Total RNA-seq reads from Studies 1 and 2 were aligned to External RNA Controls Consortium (ERCC) spike-ins to assess the success of library construction and sequencing. A subset of the reads (~1 million) was aligned to other added control sequences (PhiX and other Illumina controls used during library preparation), residual sequences (globin and rRNA), and poly-A/T sequences that persisted after clipping. Reads were also aligned to a sampling of intergenic regions to assess the level of DNA contamination.

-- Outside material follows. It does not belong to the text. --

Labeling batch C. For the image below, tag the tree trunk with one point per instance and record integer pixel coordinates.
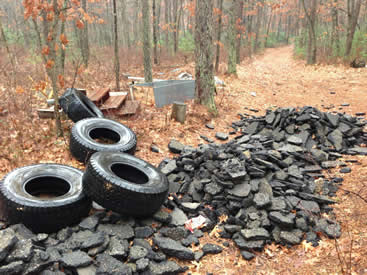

Subsequent data analysis was carried out using Partek Flow NGS® v 6.17.1128 (Partek Inc., St. Louis, MO). Total RNA-seq reads were aligned using STAR v2.5.3a and counts matrices were generated using the Expectation-Maximization algorithm (Xing et al. 2006) implemented in Partek Flow. For mouse samples, clipped FASTQ files were aligned to the Mus musculus reference genome (GRCm38/mm10) and quantified to the transcriptome (RefSeq transcript 81-2017-05-02). A 0.0001 offset was added to gene features with zero counts. Gene features with geometric mean of ≤ 1 count across all samples were filtered prior to counts per million normalization (CPM). Filtered, normalized gene counts were then analyzed for differential gene expression using Partek Gene Specific Analysis™ algorithm (GSA). Significance was defined as false discovery rate (FDR)-adjusted p-value of <0.05 and absolute fold change count ≥ 2.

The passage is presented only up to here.